March 12, 2015
When I started training for a half marathon, I expected pain. And I've been proud of myself that I've been able to accomplish as much of the training as I have without too much difficulty. However, now I've been temporarily side-lined from training due to an inflamed adductor syndrome called Gilmore's Groin. I've never heard of Gilmore's Groin but I am familiar with overuse injuries which did no abate with continued activity. Luckily, there seems to be no rupture, so with rest, ice, stretching, and massage, I can rehab this injury myself.
While I'm disappointed to not be able to continue training, the silver lining on this event is the opportunity to research and review the biomechanics of lower extremity function and rehabilitation. I've always used this blog, not only as a resource to my massage therapy clients, but also a way to educated myself about a variety of conditions that massage therapy and now physical therapy can address. You might be thinking, "but you're a physical therapist, you should know all of this already." The bulk of my physical therapy experience is hospital-based, where I assist patients out of bed following a surgery or stroke. Out-patient physical therapists work more with ambulatory patients and those who are injured due to sports.
So, this is a good review of some education that is already 5 years old!! Not only that, it is one thing to know information didactically, and completely another to know it when applied. Experiencing a sport, and having pain inside your own body, is a different kind of learning yet again. Movement, and how it aggravates pain, and how you must compensate to avoid that pain, is information I can use to make me a better therapist.

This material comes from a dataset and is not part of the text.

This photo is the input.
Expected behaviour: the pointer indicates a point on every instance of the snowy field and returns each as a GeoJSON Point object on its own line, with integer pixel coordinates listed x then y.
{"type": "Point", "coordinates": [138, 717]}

One thing I will admit that I should have known, and I didn't listen, is to start slow. By pushing myself too quickly in order to adhere to a truncated training schedule, I could have predicted this. However, there were other things at play here. Remember, in a prior post on this topic, I gave a run-down of muscle soreness? It turns out that long-standing SI joint instability set me up for this kind of strain. And this is where the real learning about lower body biomechanics is useful for me as a therapist.
If the SI joint acts as a shock absorber for the forces that are transmitted between the upper and lower body, than it is crucial that joint be healthy. Having an adhesion where the psoas is stuck down on the iliacus, means that the pelvic stabilization needed in order to have optimal biomechanics for running, is compromised. The body has to compensate somewhere and that area of compensation occurred for me in the antagonist muscles to the gluteus medius and gluteus minimus. Those two muscles are responsible for balance in standing and hip extension that occurs in the lengthened position of running when the foot is out behind. Remember, too that gluteus maximus is a big strong muscle driving the body forward. The adductors work against all of those muscles, especially the adductor magnus, to act as stabilizers against hip extension and external rotation. Instability in that system logically indicates weakness somewhere, meaning muscles within that dynamic complex will be asked to work overtime or engage in activity they were not primarily intended to do, and an overuse injury occurs.
PT peers, please feel free to chime in here and enhance my education if there is a piece of the biomechanical puzzle I've missed. Knowing how muscles are supposed to act in one or two planes is a different than when we begin to examine how they work dynamically within a complex during weight-bearing and movement.